Romans 12: 2-5 CEV version
It is only by changing our understanding of dominion and our place within the created order — not by conforming ourselves to the injustices of the world — that all creatures, including humans, will actually experience God's will.
What is God's good, perfect, and pleasing will for non-human animals?
Is it that the list of endangered species gets longer and longer every year because of climate change, hunting, and industrial agriculture? Or is God’s will that they fill and multiply on earth just as God called them to do in Genesis?
Is it God’s will for non-human animals to be used, tortured, and killed by industry? Or just as occurred in the story of Balaam, is it God’s intention for non-human animals to speak with humans and help us confront our sins by asking, “What did I do to you that you beat me like this?” (Numbers 22)
Let us not think of ourselves as more than we should. We are but one member in Christ's Body.
May I invite you to consider that the Body of Christ contains all the plurality and diversity of God's creation?
Christ's Body has an arm, but it also has a paw, and a tail, and scales, and a snout, and is covered with wool, and has breasts that generate milk.
To ignore what has been done to animals by industrial agriculture and factory farms is to ignore what has been done to the Body of Christ.
How many more stories like that of the buffaloes in Brotas will take place before something changes?
How many workers will be made sick by animal cruelty and die?
Every great revival in human history is connected to a move of God that comes from the broken hearts of people who repent and cry out.
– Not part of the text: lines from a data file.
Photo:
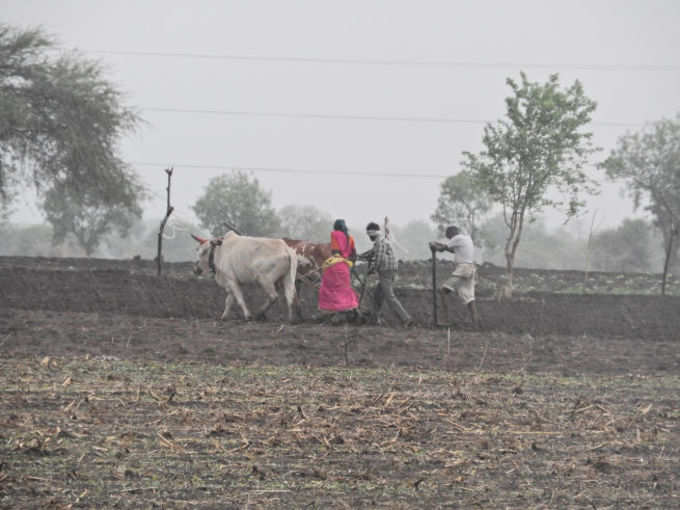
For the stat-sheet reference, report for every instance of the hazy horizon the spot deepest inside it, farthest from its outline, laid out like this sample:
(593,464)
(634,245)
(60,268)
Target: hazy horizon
(388,93)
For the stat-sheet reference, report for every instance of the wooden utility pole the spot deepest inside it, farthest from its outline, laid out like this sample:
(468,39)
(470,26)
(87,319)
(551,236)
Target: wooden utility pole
(168,212)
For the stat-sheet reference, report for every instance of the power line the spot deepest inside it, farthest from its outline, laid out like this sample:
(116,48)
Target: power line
(325,116)
(411,174)
(393,62)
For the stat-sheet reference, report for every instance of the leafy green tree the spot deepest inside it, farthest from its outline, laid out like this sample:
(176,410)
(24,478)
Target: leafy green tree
(89,218)
(237,200)
(626,249)
(540,147)
(305,222)
(60,120)
(649,163)
(462,202)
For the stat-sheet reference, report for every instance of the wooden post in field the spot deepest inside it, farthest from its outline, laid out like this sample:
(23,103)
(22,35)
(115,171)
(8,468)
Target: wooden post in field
(168,212)
(434,288)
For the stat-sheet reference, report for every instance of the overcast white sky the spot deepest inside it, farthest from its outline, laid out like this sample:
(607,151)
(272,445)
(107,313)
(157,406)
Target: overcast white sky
(415,59)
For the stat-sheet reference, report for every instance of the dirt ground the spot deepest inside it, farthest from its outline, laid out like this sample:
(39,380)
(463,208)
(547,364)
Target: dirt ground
(119,389)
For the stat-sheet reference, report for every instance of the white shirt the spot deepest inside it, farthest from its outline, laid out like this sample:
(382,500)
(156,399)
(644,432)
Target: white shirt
(463,248)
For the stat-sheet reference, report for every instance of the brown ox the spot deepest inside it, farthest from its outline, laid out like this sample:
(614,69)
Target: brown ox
(311,256)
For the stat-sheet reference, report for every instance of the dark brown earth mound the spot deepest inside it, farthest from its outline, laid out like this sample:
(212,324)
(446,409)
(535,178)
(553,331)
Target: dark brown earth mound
(130,287)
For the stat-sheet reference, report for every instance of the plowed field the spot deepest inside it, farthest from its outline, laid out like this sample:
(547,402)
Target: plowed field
(119,389)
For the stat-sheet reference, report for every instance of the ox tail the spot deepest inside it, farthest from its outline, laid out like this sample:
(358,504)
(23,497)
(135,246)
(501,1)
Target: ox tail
(289,281)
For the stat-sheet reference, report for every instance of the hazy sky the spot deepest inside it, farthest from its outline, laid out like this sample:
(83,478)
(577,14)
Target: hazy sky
(208,77)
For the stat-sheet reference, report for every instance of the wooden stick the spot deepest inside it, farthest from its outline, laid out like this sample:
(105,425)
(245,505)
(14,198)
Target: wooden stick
(434,288)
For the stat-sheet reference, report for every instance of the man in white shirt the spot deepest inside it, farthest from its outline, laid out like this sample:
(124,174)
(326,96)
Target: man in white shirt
(464,275)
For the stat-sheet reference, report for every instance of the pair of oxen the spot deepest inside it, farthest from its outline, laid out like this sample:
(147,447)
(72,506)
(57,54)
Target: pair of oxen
(273,264)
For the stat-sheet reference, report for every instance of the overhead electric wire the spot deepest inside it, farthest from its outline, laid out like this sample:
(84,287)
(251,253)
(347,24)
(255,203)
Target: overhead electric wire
(411,174)
(328,116)
(391,62)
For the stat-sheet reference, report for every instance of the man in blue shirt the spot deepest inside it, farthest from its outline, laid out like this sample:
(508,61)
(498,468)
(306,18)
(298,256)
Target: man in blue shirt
(384,262)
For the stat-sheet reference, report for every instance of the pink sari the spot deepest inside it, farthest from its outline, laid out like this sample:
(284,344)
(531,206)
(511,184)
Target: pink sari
(336,293)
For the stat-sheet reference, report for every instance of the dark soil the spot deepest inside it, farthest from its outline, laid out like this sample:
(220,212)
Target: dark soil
(119,389)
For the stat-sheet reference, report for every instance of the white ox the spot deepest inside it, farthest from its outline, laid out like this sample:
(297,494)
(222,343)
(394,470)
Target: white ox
(237,260)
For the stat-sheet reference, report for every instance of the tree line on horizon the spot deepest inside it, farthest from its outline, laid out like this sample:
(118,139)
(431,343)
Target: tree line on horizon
(62,123)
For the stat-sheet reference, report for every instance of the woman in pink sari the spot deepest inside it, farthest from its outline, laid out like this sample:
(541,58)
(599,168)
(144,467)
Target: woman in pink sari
(336,293)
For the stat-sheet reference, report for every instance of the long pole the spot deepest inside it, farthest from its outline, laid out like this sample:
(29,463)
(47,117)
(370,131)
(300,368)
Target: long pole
(434,288)
(168,212)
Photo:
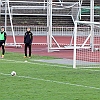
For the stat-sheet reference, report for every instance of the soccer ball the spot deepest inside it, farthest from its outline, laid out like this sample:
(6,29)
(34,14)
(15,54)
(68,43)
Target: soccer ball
(13,73)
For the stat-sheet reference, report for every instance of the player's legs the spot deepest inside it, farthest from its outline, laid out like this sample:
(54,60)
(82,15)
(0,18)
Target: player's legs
(25,50)
(30,50)
(3,50)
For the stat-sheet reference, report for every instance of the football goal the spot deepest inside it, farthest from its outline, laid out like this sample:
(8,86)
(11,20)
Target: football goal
(86,45)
Every great revival has brought about some significant change in culture and social structures.
I believe in a new revival, which will start from the movement of God before the repentant hearts of a generation that falls on its knees before the Lord and confesses its vanity, its arrogance, its historical sins against all members of the Body of Christ. I believe that there will come upon us the Fire of the Holy Spirit, able to change the reality around us, to stop the environmental collapses, to ensure the dignity of non-human animals, to ensure the end of the exploitation of human beings by human beings, to end the separation that sin has generated between us and the rest of creation and connect us again to the Creator.